El dato nacional es clave para dimensionar el riesgo. Tras la caída observada en 2025, atribuida al endurecimiento de políticas migratorias en Estados Unidos, al aumento de deportaciones y a un impuesto sobre ciertos envíos en efectivo, el repunte actual no elimina la vulnerabilidad de fondo. El incremento del monto promedio por transferencia, que llegó a 405 dólares, puede compensar parcialmente la ligera reducción en el número de operaciones, pero también indica una concentración del ingreso enviado: menos transacciones, más valor por envío. Eso suele ser positivo para las familias receptoras, aunque al mismo tiempo vuelve más sensible el sistema a cualquier interrupción de empleo, ingreso o movilidad de los migrantes.

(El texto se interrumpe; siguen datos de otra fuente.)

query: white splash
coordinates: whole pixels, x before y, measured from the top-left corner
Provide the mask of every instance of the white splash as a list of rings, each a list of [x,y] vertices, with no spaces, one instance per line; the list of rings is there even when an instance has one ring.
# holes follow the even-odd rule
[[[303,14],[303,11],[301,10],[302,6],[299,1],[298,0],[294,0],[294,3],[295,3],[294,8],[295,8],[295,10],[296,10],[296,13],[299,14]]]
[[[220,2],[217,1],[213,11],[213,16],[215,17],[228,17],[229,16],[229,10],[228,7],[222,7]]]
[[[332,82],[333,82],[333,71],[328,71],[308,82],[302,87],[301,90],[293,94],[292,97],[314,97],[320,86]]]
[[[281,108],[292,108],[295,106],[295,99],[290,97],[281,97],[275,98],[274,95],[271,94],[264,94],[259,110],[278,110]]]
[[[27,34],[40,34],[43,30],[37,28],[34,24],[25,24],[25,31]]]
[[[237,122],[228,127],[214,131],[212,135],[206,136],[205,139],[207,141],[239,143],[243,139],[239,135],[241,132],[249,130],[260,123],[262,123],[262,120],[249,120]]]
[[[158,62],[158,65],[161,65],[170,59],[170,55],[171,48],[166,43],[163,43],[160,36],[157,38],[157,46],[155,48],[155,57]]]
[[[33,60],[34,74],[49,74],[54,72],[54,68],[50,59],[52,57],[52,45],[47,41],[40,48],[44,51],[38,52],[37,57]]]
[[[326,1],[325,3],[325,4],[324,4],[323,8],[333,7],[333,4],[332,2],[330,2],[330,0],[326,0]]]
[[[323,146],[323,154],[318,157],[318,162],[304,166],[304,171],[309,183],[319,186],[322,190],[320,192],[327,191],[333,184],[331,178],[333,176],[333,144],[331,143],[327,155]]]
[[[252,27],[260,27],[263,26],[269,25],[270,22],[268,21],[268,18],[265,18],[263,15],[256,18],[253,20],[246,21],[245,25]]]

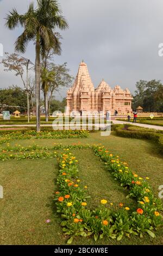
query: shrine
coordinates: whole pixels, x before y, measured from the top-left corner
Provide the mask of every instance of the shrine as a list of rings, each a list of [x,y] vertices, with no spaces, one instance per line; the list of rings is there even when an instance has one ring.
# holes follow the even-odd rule
[[[114,114],[116,110],[118,114],[127,114],[131,111],[132,99],[128,88],[123,90],[116,85],[111,89],[104,80],[95,88],[87,65],[82,62],[73,85],[67,93],[67,114],[82,110],[92,114],[110,111]]]

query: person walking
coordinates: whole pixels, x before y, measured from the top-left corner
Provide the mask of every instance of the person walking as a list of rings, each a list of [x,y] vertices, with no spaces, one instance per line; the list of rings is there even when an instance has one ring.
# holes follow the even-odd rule
[[[136,123],[136,119],[137,119],[137,111],[135,110],[133,112],[133,114],[134,114],[134,119],[133,119],[133,123]]]
[[[82,109],[80,110],[80,116],[82,116]]]
[[[128,119],[128,122],[130,122],[130,111],[128,110],[127,111],[127,119]]]

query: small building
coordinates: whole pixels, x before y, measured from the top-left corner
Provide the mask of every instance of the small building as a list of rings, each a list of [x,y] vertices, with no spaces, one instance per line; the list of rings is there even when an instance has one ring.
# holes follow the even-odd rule
[[[20,112],[19,112],[18,110],[16,110],[16,111],[14,112],[15,117],[20,117]]]
[[[142,113],[143,110],[143,109],[140,106],[139,106],[136,108],[136,110],[137,111],[137,113]]]

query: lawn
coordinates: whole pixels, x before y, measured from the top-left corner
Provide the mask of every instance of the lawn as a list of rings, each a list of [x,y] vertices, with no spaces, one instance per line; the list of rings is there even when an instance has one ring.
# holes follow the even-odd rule
[[[127,121],[127,118],[117,118],[117,120]],[[130,122],[133,121],[133,118],[130,119]],[[143,118],[138,117],[136,120],[137,123],[145,123],[146,124],[151,124],[152,126],[163,126],[163,118],[162,117],[158,117],[154,119],[150,118]]]
[[[100,136],[99,132],[91,133],[86,139],[42,139],[12,141],[23,146],[36,143],[52,146],[54,143],[65,145],[80,142],[98,144],[108,147],[109,151],[118,154],[133,171],[142,177],[148,176],[155,195],[163,182],[163,157],[156,145],[148,141],[118,137],[112,133],[109,137]],[[6,145],[3,145],[6,146]],[[79,177],[82,184],[87,186],[88,206],[94,209],[102,198],[114,203],[120,202],[130,206],[135,202],[126,199],[127,192],[114,180],[99,158],[92,150],[71,151],[79,160]],[[67,240],[60,226],[60,218],[53,200],[58,189],[56,178],[59,168],[54,159],[9,160],[1,162],[1,184],[4,188],[4,199],[0,199],[0,243],[64,245]],[[47,224],[46,220],[50,219]],[[158,244],[163,243],[163,230],[160,228],[156,238],[148,235],[143,239],[132,236],[121,241],[105,239],[95,242],[92,238],[76,239],[74,244]]]

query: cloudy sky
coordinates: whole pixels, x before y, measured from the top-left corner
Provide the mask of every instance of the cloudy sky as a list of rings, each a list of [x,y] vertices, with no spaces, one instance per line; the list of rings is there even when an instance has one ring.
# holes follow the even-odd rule
[[[13,7],[23,13],[30,0],[0,0],[0,43],[5,52],[13,52],[21,29],[4,26],[6,14]],[[36,1],[34,1],[36,3]],[[111,87],[118,84],[131,93],[140,79],[163,81],[163,57],[158,45],[163,43],[162,0],[59,0],[69,29],[61,32],[62,55],[56,63],[67,62],[75,76],[83,59],[95,87],[103,78]],[[29,44],[24,57],[35,61],[34,46]],[[1,58],[1,57],[0,57]],[[1,58],[2,59],[2,58]],[[0,67],[0,87],[21,80]],[[61,97],[66,91],[60,92]],[[57,95],[60,98],[60,96]]]

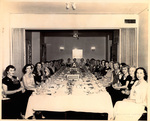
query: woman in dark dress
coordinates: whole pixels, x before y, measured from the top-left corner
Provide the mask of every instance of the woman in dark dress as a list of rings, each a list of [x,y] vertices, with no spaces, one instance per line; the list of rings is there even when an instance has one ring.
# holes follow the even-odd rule
[[[20,114],[23,112],[24,96],[25,92],[23,83],[19,81],[19,78],[14,76],[16,68],[13,65],[6,67],[6,76],[2,79],[2,88],[4,94],[10,98],[10,110],[11,115],[8,118],[19,119]]]
[[[40,62],[35,64],[33,73],[35,74],[36,84],[40,84],[43,80],[42,64]]]

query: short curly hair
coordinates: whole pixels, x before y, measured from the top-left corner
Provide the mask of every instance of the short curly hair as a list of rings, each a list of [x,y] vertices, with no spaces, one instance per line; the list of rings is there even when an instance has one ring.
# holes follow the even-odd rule
[[[135,73],[134,73],[135,79],[138,80],[136,74],[137,74],[137,71],[138,71],[139,69],[143,70],[143,73],[144,73],[144,80],[147,81],[148,75],[147,75],[147,72],[146,72],[145,68],[143,68],[143,67],[138,67],[138,68],[135,70]]]
[[[31,69],[32,69],[32,64],[26,64],[23,69],[22,69],[22,72],[25,74],[26,73],[26,69],[28,66],[31,66]]]
[[[16,71],[15,66],[13,66],[13,65],[8,65],[8,66],[6,67],[6,69],[5,69],[5,73],[6,73],[6,74],[7,74],[7,72],[9,71],[10,68],[12,68],[12,69],[14,69],[14,70]]]

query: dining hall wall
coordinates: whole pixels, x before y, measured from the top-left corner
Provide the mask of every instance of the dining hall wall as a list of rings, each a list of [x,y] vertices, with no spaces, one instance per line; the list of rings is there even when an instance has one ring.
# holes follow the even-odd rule
[[[148,10],[139,14],[138,66],[148,70]]]
[[[45,37],[44,40],[48,61],[62,58],[66,62],[67,58],[72,59],[75,48],[83,50],[84,59],[106,59],[106,37]],[[93,46],[96,48],[94,51],[91,50]],[[64,47],[64,50],[60,50],[60,47]]]
[[[60,29],[119,29],[136,28],[136,24],[125,24],[124,19],[136,19],[136,14],[13,14],[3,11],[2,16],[2,71],[12,63],[12,28],[27,30]]]

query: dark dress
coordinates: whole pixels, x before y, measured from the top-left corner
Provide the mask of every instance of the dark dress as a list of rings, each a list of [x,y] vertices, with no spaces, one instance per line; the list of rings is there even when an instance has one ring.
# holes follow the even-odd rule
[[[113,85],[119,81],[119,72],[116,73],[115,71],[113,71],[112,74],[113,74],[113,82],[112,82],[112,85]],[[115,103],[119,100],[118,94],[120,94],[120,90],[114,89],[112,85],[110,85],[109,87],[106,87],[106,90],[111,96],[113,105],[115,105]]]
[[[17,90],[21,87],[20,81],[17,77],[13,76],[13,80],[9,77],[4,77],[2,83],[7,86],[8,91]],[[7,118],[16,119],[21,118],[20,113],[24,112],[24,96],[22,92],[7,95],[10,98],[8,110],[10,115]],[[5,115],[5,114],[4,114]],[[7,115],[7,114],[6,114]],[[5,117],[6,118],[6,117]]]
[[[124,85],[126,85],[126,82],[127,82],[127,81],[129,81],[129,84],[130,84],[131,80],[132,80],[132,77],[131,77],[130,75],[128,75],[128,76],[126,77],[126,79],[124,79],[124,76],[122,76],[121,80],[119,80],[119,81],[120,81],[120,83],[122,84],[122,86],[124,86]],[[129,86],[129,85],[128,85],[128,86]],[[122,94],[122,93],[121,93],[121,91],[123,91],[123,90],[125,90],[125,89],[120,89],[120,99],[119,99],[119,100],[123,100],[124,98],[128,98],[128,97],[129,97],[129,95],[126,95],[126,94]]]
[[[43,76],[43,72],[42,70],[40,70],[40,74],[35,70],[34,72],[34,80],[35,80],[35,83],[38,84],[38,83],[41,83],[42,82],[42,76]]]

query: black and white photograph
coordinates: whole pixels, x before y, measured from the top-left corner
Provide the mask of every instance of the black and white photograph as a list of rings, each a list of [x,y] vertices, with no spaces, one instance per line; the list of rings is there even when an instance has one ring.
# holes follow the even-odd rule
[[[0,0],[0,119],[150,121],[149,18],[149,0]]]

Para Yucatán, el impacto es especialmente visible en zonas específicas. Mérida concentró más de 37 millones de dólares en el primer trimestre, seguida por municipios como Oxkutzcab y Tekax, donde las remesas no solo alivian el gasto corriente, sino que en muchos casos cubren alimentación, salud, educación y, de manera creciente, el pago de deudas. Esa función social es relevante porque actúa como amortiguador en hogares con ingresos estacionales o informales. Sin embargo, también puede retrasar ajustes económicos necesarios. Cuando el dinero externo sostiene el consumo, disminuye la presión inmediata para generar empleos locales mejor remunerados, y se vuelve más difícil medir con precisión la fragilidad real de esas economías familiares.

El dato de que unos 350 mil yucatecos tienen familiares en Estados Unidos dimensiona la amplitud del fenómeno. No se trata de un ingreso marginal, sino de una red transfronteriza que influye en patrones de consumo, decisiones de inversión pequeña y hasta en la organización comunitaria. En al menos 52 municipios, las remesas sostienen parte del ingreso familiar, lo que convierte a ese dinero en un componente casi permanente del equilibrio social. La ventaja es clara: reduce la pobreza inmediata y da liquidez en localidades donde el mercado laboral formal es limitado. El riesgo también lo es: cualquier cambio en el entorno migratorio estadounidense puede traducirse, con retraso pero con fuerza, en menos recursos para cientos de comunidades.

Hay además un efecto macroeconómico que suele pasar desapercibido. Cuando las remesas mantienen el consumo en regiones amplias, impulsan comercios, servicios y pequeñas actividades económicas, pero ese estímulo tiende a ser disperso y poco productivo si no se acompaña de inversión local. Sin mecanismos que canalicen parte de esos recursos hacia ahorro, vivienda formal, microempresa o educación técnica, el dinero se consume con rapidez y deja una huella limitada en capacidad instalada. El resultado es una economía que resiste mejor las crisis, pero no necesariamente crece de forma más sólida. Esa diferencia es importante porque evita confundir alivio con desarrollo.

La incertidumbre principal para los próximos meses está fuera de Yucatán. Si en Estados Unidos persisten las presiones sobre la población migrante, el flujo puede volver a desacelerarse pese a la mejora reciente. También influye el tipo de cambio, la situación laboral de los migrantes y la eventual consolidación de medidas fiscales o regulatorias sobre envíos. Incluso con más transferencias electrónicas, que ya representan 99.2% del total, el sistema no está blindado: simplemente es más eficiente. La digitalización reduce costos y mejora la trazabilidad, pero no protege contra caídas de ingreso ni contra cambios bruscos en la política migratoria.

El panorama para Yucatán, entonces, no es de alarma inmediata, pero sí de dependencia persistente. El crecimiento de las remesas ayuda a sostener el consumo y a amortiguar carencias en decenas de municipios, aunque no sustituye una estrategia de empleo formal, diversificación productiva y fortalecimiento del mercado interno. Mientras esa base no se consolide, el bienestar de miles de familias seguirá ligado a una variable externa cuyo comportamiento puede cambiar sin aviso. Lo que hoy aparece como estabilidad podría convertirse mañana en presión social si el flujo pierde fuerza o si el costo de enviarlo se eleva otra vez.